Askeri isyana teşvik etmedim.
Kör değilim ve senin yaptığın her ileri dev hamleyi anlayabilecek bir kafam ve yurdunu seven bir yüreğim var. Senin eserine ve sana aziz olan Türk dilinin inanmış bir şairiyim.
Kemalizm’den ve senden adalet istiyorum.
Türk inkılâbına ve senin başına ant içerim ki suçsuzum.”
Mektubun garip bir hikâyesi oldu. Mahkemedeki savcılardan Haluk Şehsuvaroğlu Nâzım’ın şiirlerini çok beğenen genç bir subaydı. Nâzım’la aralarında sıcak bir ilişki kurulmuştu. Nâzım bu mektubu Şehsuvaroğlu’na teslim etti. Şehsuvaroğlu mektubun bir kopyasını kendine alıkoydu. Aslını da Beşiktaş’tan taahhütlü olarak Çankaya’ya gönderdi.
Yıl 1938 Ağustos ayıydı ve Atatürk ağır hastaydı. Çankaya’daki görevliler mektubu ona iletmekten çekindiler ve Şükrü Kaya’ya verdiler. Mektubu öneren oydu. Ama Atatürk’e verilmesini sakıncalı buldu ve mektup hedefine ulaşamadı.
GALİNA NÂZIM’I 5 KEZ ÖLÜMDEN KURTARDI
Nâzım Galina’yla birlikte olduğu yedi yıllık dönemde beş kez ölümden kurtuldu.
Birincisinde Ekber Babayev’le kır evinde sohbet ediyorlardı. Nâzım birden fenalaştı, bir kalp krizi geçiriyordu, yıkıldı kaldı. Bir ambulans çağırdılar. Galina hemen kolları sıvayıp onu kurtarmak için bütün bildiklerini uyguladı. Babayev Nâzım’dan ümidi kesmişti. Ama Galina’nın canla başla uğraşması sonucu Nâzım ambulans gelmeden önce yaşama döndü. Bunu Galina’ya borçluydu.
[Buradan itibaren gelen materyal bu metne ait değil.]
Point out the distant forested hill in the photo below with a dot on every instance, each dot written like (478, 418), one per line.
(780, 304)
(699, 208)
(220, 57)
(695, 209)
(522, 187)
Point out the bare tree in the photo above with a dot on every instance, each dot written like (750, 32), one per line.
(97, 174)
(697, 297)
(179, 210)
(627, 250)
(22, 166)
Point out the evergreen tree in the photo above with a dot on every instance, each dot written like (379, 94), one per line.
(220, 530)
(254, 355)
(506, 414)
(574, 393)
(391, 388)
Gelen doktorlar Galina’yı içtenlikle kutladılar.
İkinci olay, mantardan zehirlenmeydi. Doktorlar ondan umudu kesmişlerdi. Galina sevgilisini kurtarmak için tam üç ay uğraştı. O dönemde Sovyetler Birliği’nde mantar zehirlenmesine karşı ilaç yoktu. Galina, Sovyetler Birliği Barış Komitesi’nin yardımını istedi. Onlar da ünlü Fransız bilim adamı ve Nâzım’ın dostu Fréderic Joliot-Curie’ye telgraf çekerek durumu bildirdiler. Joliot-Curie gerekli ilaçları buldu, Aragon’un aracılığıyla ilaçlar Moskova’ya yollandı ve Nâzım kurtuldu.
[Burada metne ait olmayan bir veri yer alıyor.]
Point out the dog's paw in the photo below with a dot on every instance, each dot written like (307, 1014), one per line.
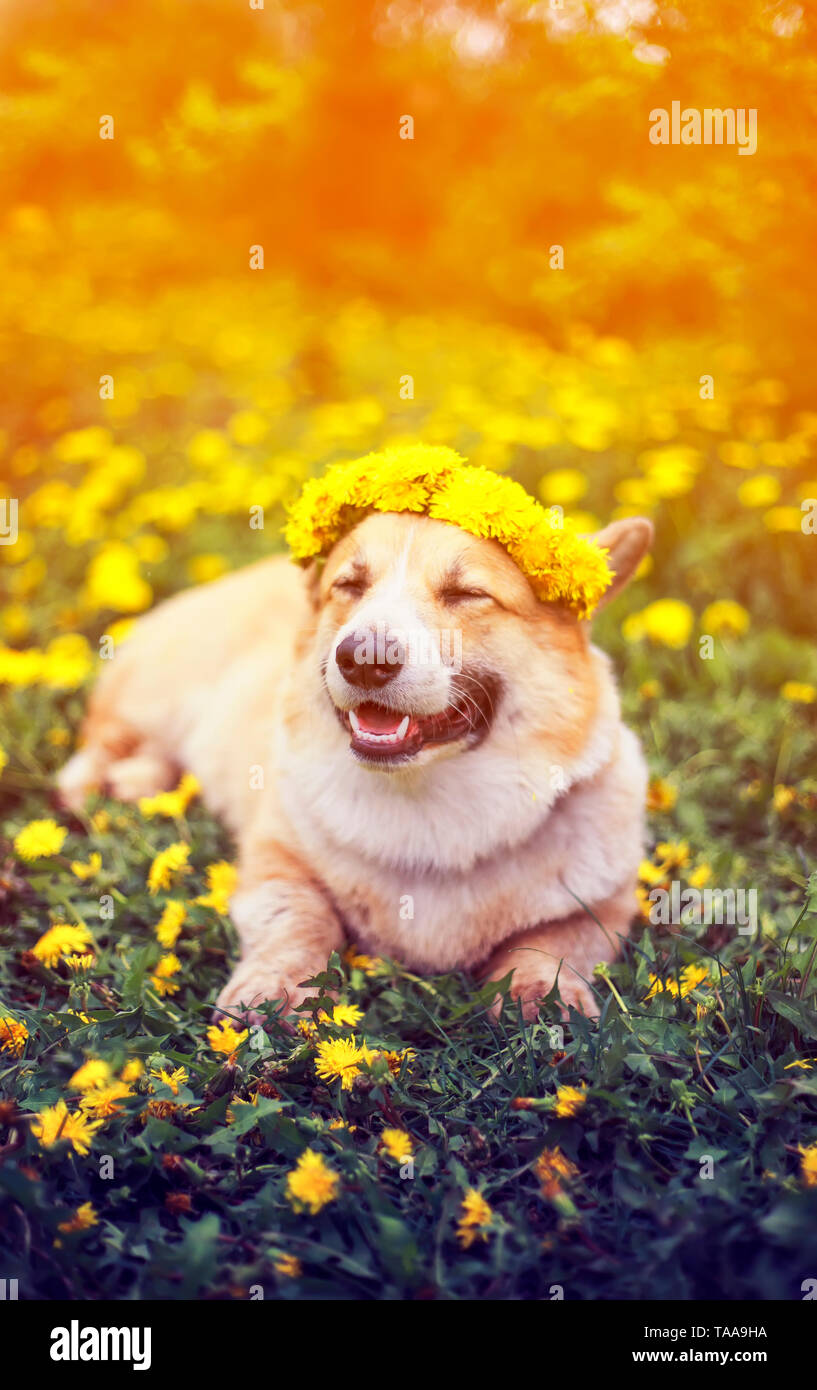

Üçüncü olay da Bakü’de oldu. Nâzım, Ekber Babayev ve Galina’yla birlikte Azerbaycan’a gitmişti. Ünlü yazar Resul Rıza bir akşam onları yemeğe davet etti. Sofrada Azerbaycan şarapları, mezeler ve Türk yemekleri vardı. Nâzım bayıldı bu yemeklere ve galiba ölçüyü kaçırdı, günün yorgunluğu da buna eklenince fazla dayanamadı, “Kalkalım artık, ben tükendim,” diyerek sofradan kalktı. Otele döndüler. Nâzım’ın yüzü bembeyaz olmuştu. Yüzünde ter taneleri belirdi, kusmaya başladı. Galina onun nabzını bakmak istedi, bulamadı. Kalbi durmuş gibiydi. Galina o akşam ne yaptıysa yaptı, Nâzım’ı ölümden kurtardı.
Dördüncü olay da Varşova’da oldu. Nâzım yine sofrada ölçüyü kaçırmıştı. Ama içkiden değil, yemeklerden. Nâzım’ın karnında bir şişkinlik, bir sancı; bunlar kalbi sıkıştırıyordu. Nâzım az daha gidiyordu. Yine Galina onu yarı yoldan geri çevirdi.
Ölüm yolculuklarının beşincisi de İvan İvanoviç Var mıydı, Yok muydu? adlı komedinin yasaklanması yüzünden oldu. Galina bir pazar günü eve döndüğünde bir de ne görsün, Nâzım yatağa uzanmış bir kalıp, yatıyor. Komodinin üzerinde de yaklaşık elli tane Nembutal tableti duruyor. Nâzım kimbilir bunların kaçını yutmuş, ölümü bekliyordu. Bu bir intihar girişimiydi. Çünkü Nâzım çok özenerek yazdığı bu oyunda Sovyetlerde kişiye tapma eylemini eleştirmiş ve oyun yasaklanmıştı.
Galina, Nâzım’ı bu halde görünce çılgına döndü. Midesini yıkatarak onu bir kez daha hayata döndürdü. Nâzım 1957 Nisanı’nda Bükreş’ten Galina’ya yolladığı bir mektupta şunları yazıyordu: Galina, beni en aşağı dört kere ölümden kurtardın. İyi mi ettin, fena mı? Galiba her şeye rağmen yaşadığıma memnunum.
Bu dünyada bunun üstüne de memnunluk yok galiba, sağ ol kızım.